# Could that smell be ear wax?



## Ellie NY (Aug 27, 2010)

I washed Eli last night so was very surprised this morning to find a strange, unpleasant smell coming from him. I've narrowed it down to his left ear. I've looked in the ear but don't see excessive hair (recently plucked by groomer) and he shows no signs of discomfort. He seems like himself so hoping it's NOT an ear infection (I try to be very careful when washing him to keep his ears flat down). I've heard ear wax can smell on people so I'm wondering if that's what it is. Should I clean it or call the vet? If I need to clean it, how and with what? Thanks!


----------



## morriscsps (Aug 17, 2010)

A smell isn't usually a good sign. I have ear washing stuf I got from the vet but, maybe, there is an OTC solution. You could call the vet and swing by to grab whatever they use. It usually is one of those things you don't need an appt to get. Try it and see if the smell goes away. If not, off to vet. sigh... Poor Eli.


----------



## Kathie (Jul 31, 2008)

If only one ear has the smell I would be afraid it might be an infection but call the vet's office and see if they recommend cleaning it first. He may need to be seen "before" it starts to hurt.


----------



## pjewel (Apr 11, 2007)

I have to agree. It doesn't sound normal. I'd be concerned about an infection as well. I would have it checked out.


----------



## krandall (Jun 11, 2009)

If he has a smelly ear, I'd bet dollars to donuts that he has a yeast infection. They are very distinctive. If you've smelled it once, you won't forget. The good thing is that they are very treatable, especially if caught early. When Kodi got one as a pup, the vet gave us some ear drops to put in his ear for about a week. It cleared right up, and he's never had another infection. 

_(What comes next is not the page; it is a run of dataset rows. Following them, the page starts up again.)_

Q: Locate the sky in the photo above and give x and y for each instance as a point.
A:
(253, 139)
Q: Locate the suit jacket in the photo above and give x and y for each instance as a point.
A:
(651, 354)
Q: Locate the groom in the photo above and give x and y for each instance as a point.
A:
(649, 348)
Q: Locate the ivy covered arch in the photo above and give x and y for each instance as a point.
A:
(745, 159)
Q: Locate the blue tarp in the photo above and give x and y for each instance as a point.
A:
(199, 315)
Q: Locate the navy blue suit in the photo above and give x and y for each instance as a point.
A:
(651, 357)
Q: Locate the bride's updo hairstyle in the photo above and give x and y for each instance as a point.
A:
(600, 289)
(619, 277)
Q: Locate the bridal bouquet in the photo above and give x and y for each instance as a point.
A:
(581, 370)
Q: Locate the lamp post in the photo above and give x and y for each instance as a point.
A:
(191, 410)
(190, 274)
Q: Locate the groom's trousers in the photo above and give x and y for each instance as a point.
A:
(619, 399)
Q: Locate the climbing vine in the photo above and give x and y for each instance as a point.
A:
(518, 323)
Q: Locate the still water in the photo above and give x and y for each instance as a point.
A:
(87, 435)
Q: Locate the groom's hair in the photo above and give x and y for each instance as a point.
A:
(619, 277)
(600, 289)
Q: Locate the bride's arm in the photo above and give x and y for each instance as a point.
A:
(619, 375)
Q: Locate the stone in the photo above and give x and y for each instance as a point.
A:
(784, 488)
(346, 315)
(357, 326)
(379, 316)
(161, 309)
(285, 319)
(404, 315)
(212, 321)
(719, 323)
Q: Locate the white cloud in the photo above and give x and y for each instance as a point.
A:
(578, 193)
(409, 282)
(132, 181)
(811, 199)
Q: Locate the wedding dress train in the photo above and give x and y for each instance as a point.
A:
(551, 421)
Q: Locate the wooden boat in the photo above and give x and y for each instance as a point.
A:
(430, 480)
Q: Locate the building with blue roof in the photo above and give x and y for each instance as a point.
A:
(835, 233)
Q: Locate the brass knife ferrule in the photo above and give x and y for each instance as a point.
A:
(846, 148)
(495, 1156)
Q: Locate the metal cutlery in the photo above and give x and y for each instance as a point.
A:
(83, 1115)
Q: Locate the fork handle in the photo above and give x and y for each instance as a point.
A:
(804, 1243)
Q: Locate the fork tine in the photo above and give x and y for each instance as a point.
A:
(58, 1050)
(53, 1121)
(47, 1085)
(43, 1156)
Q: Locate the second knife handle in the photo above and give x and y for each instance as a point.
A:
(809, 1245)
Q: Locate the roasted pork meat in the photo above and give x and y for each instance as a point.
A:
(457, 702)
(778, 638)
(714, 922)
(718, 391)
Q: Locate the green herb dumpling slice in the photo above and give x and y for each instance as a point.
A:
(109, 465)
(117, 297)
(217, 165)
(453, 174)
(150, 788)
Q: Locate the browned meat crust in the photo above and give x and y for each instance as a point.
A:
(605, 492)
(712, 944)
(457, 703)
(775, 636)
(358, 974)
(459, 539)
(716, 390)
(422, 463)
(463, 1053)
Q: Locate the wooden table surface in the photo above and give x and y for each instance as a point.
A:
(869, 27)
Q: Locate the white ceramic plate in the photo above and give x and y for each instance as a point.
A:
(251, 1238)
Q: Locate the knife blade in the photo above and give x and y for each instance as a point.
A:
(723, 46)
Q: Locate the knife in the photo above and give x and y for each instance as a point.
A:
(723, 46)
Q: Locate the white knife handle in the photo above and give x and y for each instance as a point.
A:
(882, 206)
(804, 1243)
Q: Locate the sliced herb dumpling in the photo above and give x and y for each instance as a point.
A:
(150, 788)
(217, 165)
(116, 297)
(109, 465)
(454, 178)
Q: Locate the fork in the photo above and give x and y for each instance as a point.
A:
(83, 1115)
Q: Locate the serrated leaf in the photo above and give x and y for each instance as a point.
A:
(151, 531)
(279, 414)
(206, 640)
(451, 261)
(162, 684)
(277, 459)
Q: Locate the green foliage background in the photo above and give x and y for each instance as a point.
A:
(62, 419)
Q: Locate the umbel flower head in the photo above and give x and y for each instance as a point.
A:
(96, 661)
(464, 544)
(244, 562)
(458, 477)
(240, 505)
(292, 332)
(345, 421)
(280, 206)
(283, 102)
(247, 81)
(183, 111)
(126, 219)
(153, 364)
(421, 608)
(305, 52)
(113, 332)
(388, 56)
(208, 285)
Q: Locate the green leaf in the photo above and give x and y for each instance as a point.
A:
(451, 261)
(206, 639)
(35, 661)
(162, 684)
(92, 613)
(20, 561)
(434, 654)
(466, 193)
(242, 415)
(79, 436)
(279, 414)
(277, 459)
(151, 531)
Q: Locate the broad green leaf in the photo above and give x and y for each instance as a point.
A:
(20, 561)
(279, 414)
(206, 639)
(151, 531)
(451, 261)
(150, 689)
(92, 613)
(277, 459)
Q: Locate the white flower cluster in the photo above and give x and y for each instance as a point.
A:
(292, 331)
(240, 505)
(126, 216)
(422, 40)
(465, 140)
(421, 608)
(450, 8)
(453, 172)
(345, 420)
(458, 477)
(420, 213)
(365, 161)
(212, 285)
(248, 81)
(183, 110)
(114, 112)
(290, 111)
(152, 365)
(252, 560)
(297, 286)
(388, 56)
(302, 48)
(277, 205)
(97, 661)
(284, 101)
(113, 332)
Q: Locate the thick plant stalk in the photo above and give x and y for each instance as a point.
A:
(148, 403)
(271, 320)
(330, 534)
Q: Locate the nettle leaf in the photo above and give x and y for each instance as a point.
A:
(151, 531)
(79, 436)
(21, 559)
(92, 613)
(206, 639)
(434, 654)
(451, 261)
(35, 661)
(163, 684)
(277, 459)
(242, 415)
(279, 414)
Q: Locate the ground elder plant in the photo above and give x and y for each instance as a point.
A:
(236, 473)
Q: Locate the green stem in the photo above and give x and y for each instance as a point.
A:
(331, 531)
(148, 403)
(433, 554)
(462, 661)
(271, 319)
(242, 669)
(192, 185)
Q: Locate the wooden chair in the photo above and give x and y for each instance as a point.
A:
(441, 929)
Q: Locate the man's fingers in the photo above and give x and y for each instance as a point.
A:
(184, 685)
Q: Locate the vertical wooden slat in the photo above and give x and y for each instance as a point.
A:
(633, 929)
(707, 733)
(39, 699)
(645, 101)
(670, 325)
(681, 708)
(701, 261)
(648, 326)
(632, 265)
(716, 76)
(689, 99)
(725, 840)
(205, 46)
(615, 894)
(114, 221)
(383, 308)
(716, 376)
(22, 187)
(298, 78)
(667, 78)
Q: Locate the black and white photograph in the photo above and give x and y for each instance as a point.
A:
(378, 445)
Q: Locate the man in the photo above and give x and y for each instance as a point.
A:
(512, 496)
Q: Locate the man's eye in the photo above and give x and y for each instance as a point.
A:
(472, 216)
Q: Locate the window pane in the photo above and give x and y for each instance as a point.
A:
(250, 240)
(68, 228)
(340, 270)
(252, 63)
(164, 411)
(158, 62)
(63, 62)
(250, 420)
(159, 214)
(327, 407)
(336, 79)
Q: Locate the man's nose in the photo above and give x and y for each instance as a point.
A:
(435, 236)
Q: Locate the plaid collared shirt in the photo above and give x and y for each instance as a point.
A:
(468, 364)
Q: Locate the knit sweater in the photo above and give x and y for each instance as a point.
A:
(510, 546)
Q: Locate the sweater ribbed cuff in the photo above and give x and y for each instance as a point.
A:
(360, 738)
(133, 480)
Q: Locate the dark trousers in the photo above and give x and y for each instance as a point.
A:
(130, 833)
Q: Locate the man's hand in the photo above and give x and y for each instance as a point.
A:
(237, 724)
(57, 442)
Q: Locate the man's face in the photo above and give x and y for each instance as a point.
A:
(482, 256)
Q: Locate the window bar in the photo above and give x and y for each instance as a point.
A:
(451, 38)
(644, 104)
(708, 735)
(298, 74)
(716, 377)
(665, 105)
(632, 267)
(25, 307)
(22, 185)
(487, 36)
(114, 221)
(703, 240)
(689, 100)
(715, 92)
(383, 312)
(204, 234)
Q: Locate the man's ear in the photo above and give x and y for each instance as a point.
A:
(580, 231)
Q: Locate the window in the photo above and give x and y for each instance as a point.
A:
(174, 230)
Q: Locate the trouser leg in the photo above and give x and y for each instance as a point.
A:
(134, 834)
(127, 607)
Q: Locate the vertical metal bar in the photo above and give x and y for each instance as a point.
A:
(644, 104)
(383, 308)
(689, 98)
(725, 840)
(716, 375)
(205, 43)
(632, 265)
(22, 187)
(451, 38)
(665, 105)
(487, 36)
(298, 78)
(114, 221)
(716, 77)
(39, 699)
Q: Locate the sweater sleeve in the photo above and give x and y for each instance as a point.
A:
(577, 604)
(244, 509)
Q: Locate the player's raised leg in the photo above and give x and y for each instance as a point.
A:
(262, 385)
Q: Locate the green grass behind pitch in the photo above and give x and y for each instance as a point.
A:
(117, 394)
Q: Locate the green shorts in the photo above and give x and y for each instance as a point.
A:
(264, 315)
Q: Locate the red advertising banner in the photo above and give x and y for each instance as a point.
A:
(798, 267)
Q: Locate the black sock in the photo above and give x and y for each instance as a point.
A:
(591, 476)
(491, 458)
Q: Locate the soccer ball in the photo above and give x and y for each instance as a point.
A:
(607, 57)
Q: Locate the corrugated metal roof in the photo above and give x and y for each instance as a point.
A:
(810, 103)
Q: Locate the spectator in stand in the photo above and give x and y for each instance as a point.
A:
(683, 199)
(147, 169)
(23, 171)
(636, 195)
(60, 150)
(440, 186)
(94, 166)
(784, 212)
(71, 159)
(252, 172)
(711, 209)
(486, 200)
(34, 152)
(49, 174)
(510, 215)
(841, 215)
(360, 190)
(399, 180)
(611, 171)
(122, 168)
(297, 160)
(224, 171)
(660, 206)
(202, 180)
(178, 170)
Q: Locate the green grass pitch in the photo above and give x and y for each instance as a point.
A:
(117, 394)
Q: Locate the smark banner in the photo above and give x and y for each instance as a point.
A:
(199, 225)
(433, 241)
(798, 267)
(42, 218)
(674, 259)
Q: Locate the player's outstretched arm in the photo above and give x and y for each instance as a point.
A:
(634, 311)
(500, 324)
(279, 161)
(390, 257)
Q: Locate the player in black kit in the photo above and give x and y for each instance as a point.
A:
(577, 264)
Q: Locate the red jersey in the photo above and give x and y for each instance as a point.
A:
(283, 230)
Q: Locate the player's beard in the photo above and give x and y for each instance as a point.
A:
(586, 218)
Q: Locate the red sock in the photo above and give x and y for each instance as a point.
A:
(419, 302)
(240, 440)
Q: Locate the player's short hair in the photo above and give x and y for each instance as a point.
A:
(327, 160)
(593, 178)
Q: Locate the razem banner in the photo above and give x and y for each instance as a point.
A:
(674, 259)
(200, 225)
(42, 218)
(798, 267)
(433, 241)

The vet did suggest that we put just one drop in each ear if his ears get wet, (like swimming and bathing) just to prevent another infection.


----------



## whimsy (Apr 3, 2010)

I'm thinking yeast.


----------



## Julie (Feb 8, 2007)

A smelly ear is a sign of ear infection. The wax should have no odor. I'd take your little guy to the vet asap.

There are some threads on here about whether to pluck ear hair or leave ear hair you may want to do a search for. I am in the "if you have no problems,leave it alone" category. ound: We have never had any ear issues and have never had Quincy's ear hair pulled.


----------



## motherslittlehelper (Mar 18, 2010)

Ditto on the thoughts it is possibly yeast. Not a pleasant smell. Augie had one as a small puppy - could see a bit of brownish 'something' in his ear, not much - until they cleaned his ear out and it was full of grossness down inside


----------



## Ellie NY (Aug 27, 2010)

Yep, it's an ear infection. It's likely water got trapped in his ear while I was washing him. We're using Animax drops in both ears for the next 10 days. He looks so greasy and I was told not to wash him until the infection cleared. Now my beautiful boy is greasy AND smelly. What a winning combo!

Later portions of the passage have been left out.